Production of heavy oil and bitumen from a subsurface reservoir can be quite challenging. The initial viscosity of the oil at reservoir temperature prior to any treatment, is often greater than a million centipoise (cP). High viscosity oil cannot be pumped out of the ground using typical methods, and is often mined or processed in situ. Surface mining is limited to reservoirs at depths of less than about 70 meters. The majority of bitumen reserves, however, are present at depths that make surface mining uneconomical. These deeper reserves are typically produced using in-situ recovery methods.
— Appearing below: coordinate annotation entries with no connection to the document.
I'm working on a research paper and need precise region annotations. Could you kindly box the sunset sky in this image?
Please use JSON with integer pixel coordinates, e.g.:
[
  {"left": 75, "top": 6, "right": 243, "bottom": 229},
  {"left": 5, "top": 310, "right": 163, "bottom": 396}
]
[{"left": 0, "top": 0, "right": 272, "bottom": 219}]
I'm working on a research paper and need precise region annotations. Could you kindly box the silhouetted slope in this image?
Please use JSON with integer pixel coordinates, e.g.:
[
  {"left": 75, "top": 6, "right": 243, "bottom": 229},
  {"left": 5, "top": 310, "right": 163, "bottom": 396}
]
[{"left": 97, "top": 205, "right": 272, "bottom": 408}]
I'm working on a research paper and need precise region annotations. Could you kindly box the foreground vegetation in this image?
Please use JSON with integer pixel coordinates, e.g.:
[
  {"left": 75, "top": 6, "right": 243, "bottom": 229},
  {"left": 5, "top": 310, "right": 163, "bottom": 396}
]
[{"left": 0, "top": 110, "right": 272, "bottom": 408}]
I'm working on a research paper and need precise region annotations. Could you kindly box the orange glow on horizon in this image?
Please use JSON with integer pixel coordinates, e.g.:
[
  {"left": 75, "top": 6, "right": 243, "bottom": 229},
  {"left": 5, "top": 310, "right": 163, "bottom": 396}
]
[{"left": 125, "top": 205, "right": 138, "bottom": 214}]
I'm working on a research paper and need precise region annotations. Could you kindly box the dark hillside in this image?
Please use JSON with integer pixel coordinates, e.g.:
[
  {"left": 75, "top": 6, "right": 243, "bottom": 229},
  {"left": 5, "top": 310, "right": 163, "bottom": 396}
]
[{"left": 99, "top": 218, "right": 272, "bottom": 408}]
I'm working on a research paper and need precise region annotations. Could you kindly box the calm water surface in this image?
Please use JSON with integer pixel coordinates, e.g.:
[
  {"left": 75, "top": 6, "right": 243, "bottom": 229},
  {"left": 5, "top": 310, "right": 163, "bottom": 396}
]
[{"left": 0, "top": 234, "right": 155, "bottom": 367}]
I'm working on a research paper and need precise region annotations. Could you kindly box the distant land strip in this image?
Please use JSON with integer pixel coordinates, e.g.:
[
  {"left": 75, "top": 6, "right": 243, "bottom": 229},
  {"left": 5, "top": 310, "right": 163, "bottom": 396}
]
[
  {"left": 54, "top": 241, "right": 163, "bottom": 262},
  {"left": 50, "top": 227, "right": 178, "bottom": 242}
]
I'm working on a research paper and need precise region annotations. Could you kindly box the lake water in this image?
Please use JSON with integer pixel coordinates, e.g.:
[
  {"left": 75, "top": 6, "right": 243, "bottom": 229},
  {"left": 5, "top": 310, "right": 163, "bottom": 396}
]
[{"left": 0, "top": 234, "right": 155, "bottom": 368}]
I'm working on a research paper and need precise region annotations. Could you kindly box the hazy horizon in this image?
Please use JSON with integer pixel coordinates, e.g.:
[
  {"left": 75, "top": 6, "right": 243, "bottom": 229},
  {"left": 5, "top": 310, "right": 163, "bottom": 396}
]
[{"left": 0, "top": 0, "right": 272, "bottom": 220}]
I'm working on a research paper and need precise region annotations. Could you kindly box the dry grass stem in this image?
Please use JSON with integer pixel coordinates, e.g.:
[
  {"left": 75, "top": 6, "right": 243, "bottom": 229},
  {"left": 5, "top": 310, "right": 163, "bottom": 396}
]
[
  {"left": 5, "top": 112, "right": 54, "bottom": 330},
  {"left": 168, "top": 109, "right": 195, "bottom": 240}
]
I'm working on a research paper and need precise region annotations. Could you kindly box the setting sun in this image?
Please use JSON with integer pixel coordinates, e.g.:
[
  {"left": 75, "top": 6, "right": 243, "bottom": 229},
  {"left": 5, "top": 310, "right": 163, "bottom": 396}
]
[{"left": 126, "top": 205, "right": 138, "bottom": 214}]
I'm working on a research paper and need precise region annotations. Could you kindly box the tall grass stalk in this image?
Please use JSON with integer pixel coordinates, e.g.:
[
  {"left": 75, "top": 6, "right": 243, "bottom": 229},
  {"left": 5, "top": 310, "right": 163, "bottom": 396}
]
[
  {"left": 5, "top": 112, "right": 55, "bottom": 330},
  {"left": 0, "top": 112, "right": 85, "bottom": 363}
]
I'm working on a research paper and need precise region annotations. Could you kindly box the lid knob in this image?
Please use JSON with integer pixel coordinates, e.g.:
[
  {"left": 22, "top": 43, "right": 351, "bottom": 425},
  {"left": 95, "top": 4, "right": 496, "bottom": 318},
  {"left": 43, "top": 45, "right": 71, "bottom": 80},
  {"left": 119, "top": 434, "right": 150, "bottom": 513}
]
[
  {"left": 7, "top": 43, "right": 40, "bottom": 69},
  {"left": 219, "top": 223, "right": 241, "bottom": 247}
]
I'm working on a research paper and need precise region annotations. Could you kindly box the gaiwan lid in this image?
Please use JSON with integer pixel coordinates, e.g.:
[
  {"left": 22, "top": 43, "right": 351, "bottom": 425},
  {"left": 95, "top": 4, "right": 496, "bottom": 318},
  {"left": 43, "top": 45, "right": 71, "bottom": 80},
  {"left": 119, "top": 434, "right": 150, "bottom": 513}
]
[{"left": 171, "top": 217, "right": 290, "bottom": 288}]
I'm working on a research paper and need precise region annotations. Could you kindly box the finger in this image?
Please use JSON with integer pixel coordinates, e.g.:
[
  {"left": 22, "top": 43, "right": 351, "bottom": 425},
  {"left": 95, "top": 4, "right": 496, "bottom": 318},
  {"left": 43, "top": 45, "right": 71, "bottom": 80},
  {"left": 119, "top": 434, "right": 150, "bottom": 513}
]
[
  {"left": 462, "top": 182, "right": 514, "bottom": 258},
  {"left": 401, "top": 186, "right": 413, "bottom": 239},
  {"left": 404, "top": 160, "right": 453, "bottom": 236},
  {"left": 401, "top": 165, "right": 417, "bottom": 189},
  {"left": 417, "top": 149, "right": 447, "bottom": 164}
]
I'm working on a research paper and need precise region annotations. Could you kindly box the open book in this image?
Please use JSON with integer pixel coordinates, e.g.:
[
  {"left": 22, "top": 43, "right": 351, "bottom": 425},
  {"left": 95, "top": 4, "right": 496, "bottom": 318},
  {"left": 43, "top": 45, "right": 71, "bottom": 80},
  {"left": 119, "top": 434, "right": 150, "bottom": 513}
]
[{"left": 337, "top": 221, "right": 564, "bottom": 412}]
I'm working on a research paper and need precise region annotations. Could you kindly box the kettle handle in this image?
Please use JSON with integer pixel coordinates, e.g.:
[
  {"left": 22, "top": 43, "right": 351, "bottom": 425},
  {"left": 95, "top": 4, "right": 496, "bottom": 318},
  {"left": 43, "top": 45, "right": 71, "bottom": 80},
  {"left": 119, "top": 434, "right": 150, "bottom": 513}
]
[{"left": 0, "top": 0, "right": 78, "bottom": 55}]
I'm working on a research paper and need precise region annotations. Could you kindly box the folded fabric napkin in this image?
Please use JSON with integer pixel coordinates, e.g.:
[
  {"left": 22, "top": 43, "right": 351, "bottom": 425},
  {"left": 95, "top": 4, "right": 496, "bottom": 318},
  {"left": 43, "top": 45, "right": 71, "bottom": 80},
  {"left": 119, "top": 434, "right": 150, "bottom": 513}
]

In-situ thermal oil recovery processes such as Cyclic Steam Stimulation (CSS) and Steam-Assisted Gravity Drainage (SAGD) are widely used commercial processes for recovering oil from heavy oil/bitumen reservoirs. These thermal processes generally apply heat energy to reservoir using steam or hydrocarbon solvents as the working fluid. As temperature in the reservoir increases, the viscosity of the heavy bitumen (or oil) decreases and the oil is able to flow into a production well.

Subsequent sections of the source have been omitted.